## Import libraries

In [1]:
import pandas as pd
import numpy as np
import scipy.stats as stats
import re
import requests
from bs4 import BeautifulSoup
import matplotlib.pyplot as plt

%matplotlib notebook

## Scrape datasets from wikipedia

In [2]:
# Seattle Seahawks
url = 'https://en.wikipedia.org/wiki/List_of_Seattle_Seahawks_seasons'

r = requests.get(url)
html = r.text

soup = BeautifulSoup(html, 'html.parser')
table = soup.find_all('table', {"class": "wikitable"})

In [3]:
# Seattle Mariners
url = 'https://en.wikipedia.org/wiki/List_of_Seattle_Mariners_seasons'

r = requests.get(url)
html = r.text

soup = BeautifulSoup(html, 'html.parser')
table_m = soup.find_all('table', {"class": "wikitable"})

## Prepare data

### Seahawks

In [4]:
df_s = pd.read_html(str(table)) 
df_s = pd.DataFrame(df_s[1])
df_s = df_s.loc[:, df_s.columns.get_level_values(1).isin({"Team", "Pct"})]
df_s.columns = df_s.columns.droplevel()
df_s = df_s.iloc[:45].rename(columns={'Team':'year', 'Pct':'WL ratio Seahawks'})
df_s['year'] = df_s['year'].astype(int)

In [5]:
# 10-year moving average
df_s['WL ratio Seahawks Averaged'] = df_s.iloc[:,1].rolling(window=10).mean()
df_s = df_s[['year', 'WL ratio Seahawks Averaged']].dropna()
df_s.head()

Unnamed: 0,year,WL ratio Seahawks Averaged
9,1985,0.4508
10,1986,0.499
11,1987,0.5233
12,1988,0.5233
13,1989,0.5108


### Mariners

In [6]:
df_m = pd.read_html(str(table_m)) 
df_m = pd.DataFrame(df_m[2])
df_m = df_m[['Teamseason','Win%']].iloc[:44].rename(columns={'Teamseason':'year', 'Win%':'WL ratio Mariners'})
df_m['year'] = df_m['year'].replace("\[.*\]", "", regex=True)
df_m['year'] = df_m['year'].astype(int)
df_m['WL ratio Mariners'] = df_m['WL ratio Mariners'].astype(float)

In [7]:
# 10-year moving average
df_m['WL ratio Mariners Averaged'] = df_m.iloc[:,1].rolling(window=10).mean()
df_m = df_m[['year', 'WL ratio Mariners Averaged']].dropna()
df_m.head()

Unnamed: 0,year,WL ratio Mariners Averaged
9,1986,0.4094
10,1987,0.418
11,1988,0.4252
12,1989,0.4289
13,1990,0.44


### Merge two datasets to df

In [8]:
df = pd.merge(df_s, df_m, how='inner', on=['year'])
df.set_index('year', inplace=True)
df.head()

Unnamed: 0_level_0,WL ratio Seahawks Averaged,WL ratio Mariners Averaged
year,Unnamed: 1_level_1,Unnamed: 2_level_1
1986,0.499,0.4094
1987,0.5233,0.418
1988,0.5233,0.4252
1989,0.5108,0.4289
1990,0.5421,0.44


### Analyze, model, and visualize

In [9]:
ax = df.plot(figsize=(8,4));
ax.set_ylabel('Win Percentage');


<IPython.core.display.Javascript object>

### State the region and the domain category that your data sets are about
Seattle, Washington Sports

### Create a research question about the domain category and region that you identified.
How have the win percentages for the two major Seattle sports teams (Seahawks and Mariners) changed over the last forty years?

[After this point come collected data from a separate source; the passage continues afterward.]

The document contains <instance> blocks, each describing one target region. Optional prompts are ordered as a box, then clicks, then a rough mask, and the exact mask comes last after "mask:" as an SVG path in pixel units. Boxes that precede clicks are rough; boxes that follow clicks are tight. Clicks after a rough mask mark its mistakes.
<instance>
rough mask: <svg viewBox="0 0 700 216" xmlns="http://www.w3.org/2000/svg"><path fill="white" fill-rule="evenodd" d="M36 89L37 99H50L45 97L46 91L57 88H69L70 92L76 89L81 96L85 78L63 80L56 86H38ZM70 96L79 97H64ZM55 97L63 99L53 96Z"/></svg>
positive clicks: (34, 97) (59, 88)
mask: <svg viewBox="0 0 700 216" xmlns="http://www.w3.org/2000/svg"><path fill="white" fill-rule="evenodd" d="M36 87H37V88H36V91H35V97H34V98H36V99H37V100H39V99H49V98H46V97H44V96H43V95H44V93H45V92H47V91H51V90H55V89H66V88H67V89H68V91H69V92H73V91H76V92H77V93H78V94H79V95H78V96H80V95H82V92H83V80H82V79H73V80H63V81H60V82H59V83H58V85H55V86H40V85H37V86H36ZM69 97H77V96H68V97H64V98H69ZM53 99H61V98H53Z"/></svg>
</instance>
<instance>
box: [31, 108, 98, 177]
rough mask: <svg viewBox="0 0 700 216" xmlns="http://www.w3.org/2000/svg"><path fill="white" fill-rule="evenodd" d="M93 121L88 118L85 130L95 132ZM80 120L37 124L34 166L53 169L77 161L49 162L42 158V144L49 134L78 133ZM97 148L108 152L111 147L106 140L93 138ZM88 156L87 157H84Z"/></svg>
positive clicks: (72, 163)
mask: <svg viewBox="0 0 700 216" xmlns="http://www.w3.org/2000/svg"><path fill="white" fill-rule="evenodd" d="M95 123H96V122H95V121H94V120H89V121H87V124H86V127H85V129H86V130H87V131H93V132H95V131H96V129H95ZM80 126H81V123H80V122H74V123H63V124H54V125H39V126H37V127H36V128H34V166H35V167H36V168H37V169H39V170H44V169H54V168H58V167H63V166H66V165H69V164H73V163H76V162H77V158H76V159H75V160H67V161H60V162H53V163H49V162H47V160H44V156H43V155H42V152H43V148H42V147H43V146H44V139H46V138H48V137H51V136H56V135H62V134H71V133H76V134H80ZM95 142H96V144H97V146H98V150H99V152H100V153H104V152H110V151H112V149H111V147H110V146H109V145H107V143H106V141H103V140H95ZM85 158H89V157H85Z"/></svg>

### Provide at least two links to publicly accessible datasets. These could be links to files such as CSV or Excel files, or links to websites which might have data in tabular form, such as Wikipedia pages.
https://en.wikipedia.org/wiki/List_of_Seattle_Mariners_seasons

https://en.wikipedia.org/wiki/List_of_Seattle_Seahawks_seasons#cite_note-1

### Upload an image which addresses your research question. 

### Provide a short (1-2 paragraphs) justification of how your visual addresses your research question.
This visualization was concerned with answering the question of how the win percentages of the two major Seattle sports teams (Seahawks and Mariners) have changed over the last 40 years. Wikipedia was scraped for data concerning wins and losses by season for each team. Data cleaning has been conducted. A 10-year moving average was plotted to help the reader identify any major trends in the team’s win percentages.  The plot indicates the years of high win percentage for Seahawks are around 1990 and 2007, with periods of decline following both high points. The Mariner’s win percentage shows a continuing increase up to 2003 and stays high from 2003 to 2010.